Limitations: (1) The performance of the model highly depends on the accuracy of semantic segmentation, and segmentation errors will propagate backward. (2) The generalization capability of the model for new and morphologically specific features not seen in the training set needs further testing. (3) Training the neural fusion network requires high - precision local ground - truth data, which is costly to obtain.

Future prospects:

\(\:4\text{D}\) Dynamic Fusion and Change Detection: Introduce the time dimension into the SAAF-Net framework, study the fusion of time-series data, and achieve the modeling and analysis of dynamic processes such as urban changes and geological disasters by introducing the temporal consistency loss. \(\:4\text{D}\)

Hybrid Scene Representation: Combine the advantages of the explicit Mesh generated by SAAF-Net and the implicit representation such as NeRF to construct a hybrid three-dimensional scene model. Use Mesh for regular objects (such as buildings) and neural fields for complex and unstructured objects (such as vegetation and clouds) to achieve the optimal balance between storage efficiency and visual effects.

End-to-End Differentiable Fusion Framework: Design a fully end-to-end differentiable network to unify the SfM, registration, and fusion processes under a global optimization objective, allowing gradient information to flow freely in the entire reconstruction chain and achieving truly globally optimal three-dimensional reconstruction.

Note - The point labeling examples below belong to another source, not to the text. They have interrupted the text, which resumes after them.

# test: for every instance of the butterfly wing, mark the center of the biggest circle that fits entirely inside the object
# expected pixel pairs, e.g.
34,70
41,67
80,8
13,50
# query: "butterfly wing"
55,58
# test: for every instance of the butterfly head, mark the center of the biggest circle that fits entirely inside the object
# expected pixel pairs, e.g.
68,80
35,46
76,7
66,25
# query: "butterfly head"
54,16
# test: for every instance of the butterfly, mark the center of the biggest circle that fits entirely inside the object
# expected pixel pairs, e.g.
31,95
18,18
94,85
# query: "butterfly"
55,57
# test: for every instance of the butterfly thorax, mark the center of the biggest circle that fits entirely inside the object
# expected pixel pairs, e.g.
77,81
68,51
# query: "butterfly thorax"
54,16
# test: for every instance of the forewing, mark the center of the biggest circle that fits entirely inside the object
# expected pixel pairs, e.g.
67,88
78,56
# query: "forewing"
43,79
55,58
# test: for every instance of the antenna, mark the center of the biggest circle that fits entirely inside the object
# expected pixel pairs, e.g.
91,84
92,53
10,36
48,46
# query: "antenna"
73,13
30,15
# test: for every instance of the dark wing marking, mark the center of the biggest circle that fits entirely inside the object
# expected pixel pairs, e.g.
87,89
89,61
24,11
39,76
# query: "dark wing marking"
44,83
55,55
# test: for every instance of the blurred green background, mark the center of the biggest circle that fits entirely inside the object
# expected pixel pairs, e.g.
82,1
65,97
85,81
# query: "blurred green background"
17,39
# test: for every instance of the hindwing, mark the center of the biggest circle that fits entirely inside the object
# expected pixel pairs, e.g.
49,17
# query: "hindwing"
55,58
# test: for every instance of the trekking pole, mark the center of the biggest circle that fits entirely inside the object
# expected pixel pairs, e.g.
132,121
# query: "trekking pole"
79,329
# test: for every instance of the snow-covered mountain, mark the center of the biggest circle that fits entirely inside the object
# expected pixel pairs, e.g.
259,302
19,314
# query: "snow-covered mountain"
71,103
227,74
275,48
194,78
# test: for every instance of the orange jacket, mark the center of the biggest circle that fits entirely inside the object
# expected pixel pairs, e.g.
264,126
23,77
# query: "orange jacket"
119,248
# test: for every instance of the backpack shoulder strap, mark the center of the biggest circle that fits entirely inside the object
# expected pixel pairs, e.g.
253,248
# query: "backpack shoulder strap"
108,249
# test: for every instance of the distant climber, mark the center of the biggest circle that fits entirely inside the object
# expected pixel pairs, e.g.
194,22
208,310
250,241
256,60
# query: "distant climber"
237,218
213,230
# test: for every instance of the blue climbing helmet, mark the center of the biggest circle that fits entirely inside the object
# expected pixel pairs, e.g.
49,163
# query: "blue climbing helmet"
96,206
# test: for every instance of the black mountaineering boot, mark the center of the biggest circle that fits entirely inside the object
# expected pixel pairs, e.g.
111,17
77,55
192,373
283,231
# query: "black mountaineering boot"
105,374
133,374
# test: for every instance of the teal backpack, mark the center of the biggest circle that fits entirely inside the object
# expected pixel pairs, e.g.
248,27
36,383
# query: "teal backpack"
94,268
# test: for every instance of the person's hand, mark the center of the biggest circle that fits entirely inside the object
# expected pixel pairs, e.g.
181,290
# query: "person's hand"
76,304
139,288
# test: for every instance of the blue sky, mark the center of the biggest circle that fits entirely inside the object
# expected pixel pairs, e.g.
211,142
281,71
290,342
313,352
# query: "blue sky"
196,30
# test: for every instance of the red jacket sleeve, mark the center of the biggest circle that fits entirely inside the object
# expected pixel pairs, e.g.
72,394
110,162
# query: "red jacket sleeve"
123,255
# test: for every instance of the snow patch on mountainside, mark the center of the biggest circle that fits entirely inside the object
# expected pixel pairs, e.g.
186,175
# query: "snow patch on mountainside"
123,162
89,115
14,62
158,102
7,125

Fusion of World Model and Large Language Model (LLM): Explore the combination of SAAF-Net with the latest world models or LLM. Utilize the powerful common-sense reasoning and knowledge association capabilities of LLM to perform consistency verification and relationship reasoning on the generated semantic scenes (e.g., a “bridge” must “span” over a “river” or a “road”) and construct a structured and knowledge-based \(\:3\text{D}\) scene graph to promote digital twin towards true “cognitive twin”.

Conclusion

This paper systematically studies the theories and methods of multi-source three-dimensional data fusion under complex terrains. Aiming at the geometric and semantic gaps in traditional technical routes, an innovative semantic-aware adaptive fusion framework, SAAF-Net, is proposed. Through the collaborative work of four core modules, namely dual-stream parallel semantic parsing, semantic-guided robust registration, neural adaptive optimal fusion, and high-fidelity texture mapping, this framework successfully combines the advanced cognitive abilities of computer vision with the precise geometric calculations of surveying and mapping science. A large number of experiments in typical complex urban and mountainous scenes prove that the method in this paper significantly outperforms the existing mainstream technologies in key indicators such as the geometric accuracy, surface quality, integrity, and semantic consistency of the model. SAAF-Net not only provides an effective solution to the current technical bottlenecks in high-precision surveying and mapping, but more importantly, the “semantic - geometric” collaborative processing paradigm it represents opens up a new path for constructing the next-generation high-fidelity and intelligent digital twin world, with important theoretical value and broad application prospects.